1. Gimme Less There it was on the variety-store rack, its plain, homely cover almost entirely concealed by lurid fashion and fetish magazines: girlworks: The Magazine for Smart Girls, "proudly printed in Canada," its credo "Get hip. Get savvy. Get real." In her brief editorial, publisher Janet Kim seems piqued by nascent non-fans criticizing the mag's focus on "fluff and fashion." "We like fluff and fashion too," Kim writes. "It's just that we want MORE."
Janet Kim, we have a problem. If girls want to know about fashion, they have stacks of glossy, creamy choices and don't need to look like Hans Christian Andersen's Little Match Girl - see the magazine's tacky two-page spread featuring nylon handbags and JC Penney coats. Ditto the "Ewwww ... ZITS!" feature - there are so many better, less repugnant articles on offer. (The accompanying image shows a girl poised to burst a cystic nightmare into the viewer's face, and is pretty well the most disgusting homage to porn I have ever seen.) As to the "savvy" and "smart" business: There are a number of sports articles (as a bookish, clothes-obsessed, hate-filled teen, my friends and I were not heavy into sports unless they mean sport-drinking ... no, no they don't) and two "girls in the world" stories about exploring Romania and the possible vampire Nadia Comaneci. Oh, and four books are reviewed; Sudoku appears, in addition to the tribute-to-Cosmo series of embarrassing stories, like a girl who "farted" in a lineup and laughed "because I didn't want to act like I did it." Really? One would think half the planet is so desperately stupid, so trivial and dead inside that the word "smart" must be radically modified for us, in the manner of Frankenstein's monster's sense of "Good!" and "Bad!"
On the bright side, the magazine invites aspiring artists and writers to contribute: Would one kick-ass little creative genius send in the kind of work that will change this actually cynical, Dickensian even, attempt to provide MORE?
2. And Moore
I was excited to read the new issue of the Star magazine, which boasts, on its cover, "ASHTON CAUGHT CHEATING ON DEMI - with sexy young blonde." Excited, because this Enquirer-owned tabloid has become so bland of late; so pathologically obsessed with babies and "bumps" that I had started to fantasize it was being run by the deranged twin gynecologists who inspired Cronenberg's Dead Ringers. Kutcher was quick to issue a denial and has Twittered "Star magazine, you don't get to stand behind 'freedom of the press' when you are writing fiction" (to which his comely wife Tweeted, "Excellent point, my love!").

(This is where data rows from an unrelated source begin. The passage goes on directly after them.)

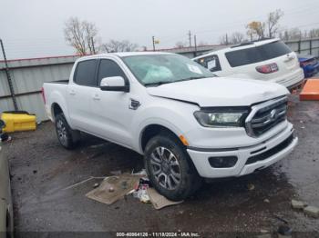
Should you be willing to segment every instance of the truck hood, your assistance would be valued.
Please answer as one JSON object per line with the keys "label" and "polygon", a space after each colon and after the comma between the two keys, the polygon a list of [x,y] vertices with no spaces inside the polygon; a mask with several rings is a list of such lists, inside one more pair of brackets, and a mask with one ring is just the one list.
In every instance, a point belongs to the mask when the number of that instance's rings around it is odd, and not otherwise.
{"label": "truck hood", "polygon": [[207,106],[248,106],[289,94],[280,84],[258,80],[211,77],[147,87],[149,94]]}

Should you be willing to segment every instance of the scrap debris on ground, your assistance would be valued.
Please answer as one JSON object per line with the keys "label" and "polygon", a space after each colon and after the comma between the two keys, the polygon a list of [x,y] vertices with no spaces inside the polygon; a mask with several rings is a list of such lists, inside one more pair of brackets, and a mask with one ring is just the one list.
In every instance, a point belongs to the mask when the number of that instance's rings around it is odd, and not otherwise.
{"label": "scrap debris on ground", "polygon": [[133,194],[141,203],[152,203],[157,210],[183,202],[173,202],[160,195],[151,187],[145,170],[133,174],[119,174],[120,172],[112,174],[118,175],[106,177],[99,186],[87,193],[86,196],[110,205],[126,195]]}

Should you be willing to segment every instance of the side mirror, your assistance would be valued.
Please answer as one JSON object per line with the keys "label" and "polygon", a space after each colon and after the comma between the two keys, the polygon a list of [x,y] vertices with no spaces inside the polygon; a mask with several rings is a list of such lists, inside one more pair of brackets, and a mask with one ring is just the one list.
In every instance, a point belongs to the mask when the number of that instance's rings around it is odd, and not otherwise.
{"label": "side mirror", "polygon": [[0,131],[5,127],[5,123],[3,120],[0,120]]}
{"label": "side mirror", "polygon": [[121,76],[102,78],[99,87],[102,91],[129,92],[129,85],[125,84]]}

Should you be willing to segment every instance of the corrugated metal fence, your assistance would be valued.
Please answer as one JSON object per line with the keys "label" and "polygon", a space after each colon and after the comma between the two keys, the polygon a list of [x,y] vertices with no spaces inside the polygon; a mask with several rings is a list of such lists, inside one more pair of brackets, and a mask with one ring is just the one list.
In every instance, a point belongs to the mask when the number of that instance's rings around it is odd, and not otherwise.
{"label": "corrugated metal fence", "polygon": [[[289,41],[286,44],[297,53],[319,56],[319,38]],[[176,53],[192,55],[191,50],[185,53],[177,49]],[[9,61],[18,109],[36,114],[38,121],[46,120],[41,97],[42,84],[44,82],[67,79],[76,59],[77,56],[72,55]],[[14,110],[14,104],[5,75],[5,64],[0,62],[0,113],[12,110]]]}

Read the story and decide for yourself. It is the lovable, part-time philanthropist multimillionaire's word against an "onlooker" at Los Angeles's Madeo Restaurant. The tabloids have been through this so many times: They don't see, for example, the "clearly aroused" Kutcher, squiring a "model" out the door. A "source" says they have, and the Kutchers, in any event, do not seem concerned at all. I, on the other hand, worry about the dolls. All of Moore's dollies, living in their large, climate-controlled house, groomed and oblivious to this scandal! Luckily Moore's mother, an alcoholic who lived in a derelict car, is long dead; sad, though, that she missed her daughter frantically photographing herself in a cheetah-print bikini this week. In your face, fictional "model."
3. Exactly How Easy Is It to Grease an Orderly?
This week, and the week before, the Globe tabloid has published several photographs of the terminally ill Zsa Zsa Gabor and Annette Funicello, quite clearly without their permission. In Funicello's case, the shot is not even sneaky: One is surprised her nurse is not making finger-horns behind the multiple-sclerosis-stricken star's head. Why do Hollywood actors - always up for an outraged call against the paparazzi - abandon their own when they are old and infirm? And who looks at these images anyway? The Globe is old school in its devotion to grotesque murder stories, and this sort of coverage (of the sick and helpless) only embellishes a certain taste for weakness; or worse, a certain smug sense of wealthy, lucky stars finally getting what's coming to them.
4. Spa Days
All of the tabloids appear to have given up on John Travolta's heterosexuality this week, and the bathhouse stories abound. Some of the information comes from You'll Never Spa in This Town Again, an impending gay-spa-subculture tell-all by Robert Randolph. Some reports simply appear to be born of fatigue over the endless mocking of the star's "big butt" in tabloid pages. I find the author Randolph (who claims never to have slept with Travolta because "it's just wrong") less credible than the Madeo restaurant source telling the Ashton Kutcher tale, and I hope Travolta's big butt, family and new baby ride out this storm.
5. Tell It to the Gold Coffin
Michael Jackson's mother Katherine and Howard Mann are producing a film about Michael: This week, Jackson patriarch Joe - who, his son said in his last major interview before his death, beat Michael with his belt, and worse - was interviewed about how the media "twists" everything. He "spanked" his son, he says, to keep him out of gangs. "Most of them are dead now," he says, of the Gary, Ind., gangs. "[Michael]didn't have to worry about that."